Ueber einen Rettungsapparat fuͤr
Schiffbruͤchige. Von Hrn. Henry Duncan
Cunningham.
Aus dem Mechanics'
Magazine, No. 608, S. 2.
Mit Abbildungen auf Tab.
IV.
Ueber einen Rettungsapparat fuͤr
Schiffbruͤchige.
Der Lebensrettungsapparat, den ich hiemit bekannt zu machen die Ehre habe, vereint in
Form eines Wagens, welcher schnell fortgeschafft werden kann, alle Mittel, deren man
zur Rettung Schiffbruͤchiger bedarf. Er besteht aus einer Kanone, womit man
Rettungstaue auswerfen
kann, aus einem sogenannten Katamaran, womit man durch Brandungen gelangen kann, und
aus einem Wagen zum Fortschaffen dieser Geraͤthe sowohl, als zum Transporte
von Ankern, Tauen, Leitern zum Ersteigen von Klippen etc.

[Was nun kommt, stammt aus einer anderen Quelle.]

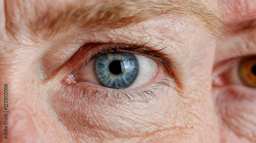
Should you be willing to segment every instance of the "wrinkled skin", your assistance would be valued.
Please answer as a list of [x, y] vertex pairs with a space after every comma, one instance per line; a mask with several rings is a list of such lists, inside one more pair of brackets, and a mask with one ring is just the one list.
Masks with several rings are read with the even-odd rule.
[[[195, 19], [175, 15], [111, 30], [74, 27], [51, 38], [30, 31], [23, 25], [28, 19], [14, 18], [14, 24], [22, 29], [10, 34], [5, 29], [3, 13], [16, 9], [13, 1], [5, 1], [5, 7], [0, 1], [1, 142], [256, 142], [256, 89], [233, 82], [229, 75], [234, 64], [221, 67], [230, 59], [239, 61], [238, 57], [255, 55], [253, 28], [240, 31], [230, 27], [253, 19], [254, 1], [209, 2], [221, 10], [224, 24], [230, 28], [221, 40], [195, 25]], [[25, 1], [25, 7], [30, 5], [25, 10], [32, 9], [29, 3], [34, 1]], [[46, 3], [56, 5], [57, 10], [79, 1]], [[89, 82], [68, 84], [65, 81], [70, 81], [68, 75], [73, 71], [68, 60], [83, 44], [92, 42], [145, 43], [155, 50], [166, 47], [162, 52], [176, 63], [178, 72], [169, 77], [159, 64], [153, 80], [122, 89], [134, 92], [156, 86], [159, 89], [151, 89], [154, 96], [118, 97], [112, 93], [119, 89]], [[84, 56], [100, 48], [92, 48]], [[218, 80], [219, 75], [228, 78]], [[4, 84], [8, 87], [8, 139], [2, 133]]]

Seine Einrichtung ist, wie
man sehen wird, so getroffen, daß er im Kriege auch zur Vertheidigung der
Kuͤsten und zum Uebersezen uͤber Fluͤsse dienen kann, indem er
zugleich als Bagagewagen, Ponton und Lassette dient. Ich habe die Modelle meiner
Apparate schon einigen Bureaux vorgelegt, jedoch ohne Erfolg; ich wende mich daher
gegenwaͤrtig an das Publicum, welches deren Nuzen vielleicht mehr zu
wuͤrdigen wissen wird.
Fig. 7 zeigt
meinen Rettungswagen mit den dazu gehoͤrigen Theilen zum Transporte bereit.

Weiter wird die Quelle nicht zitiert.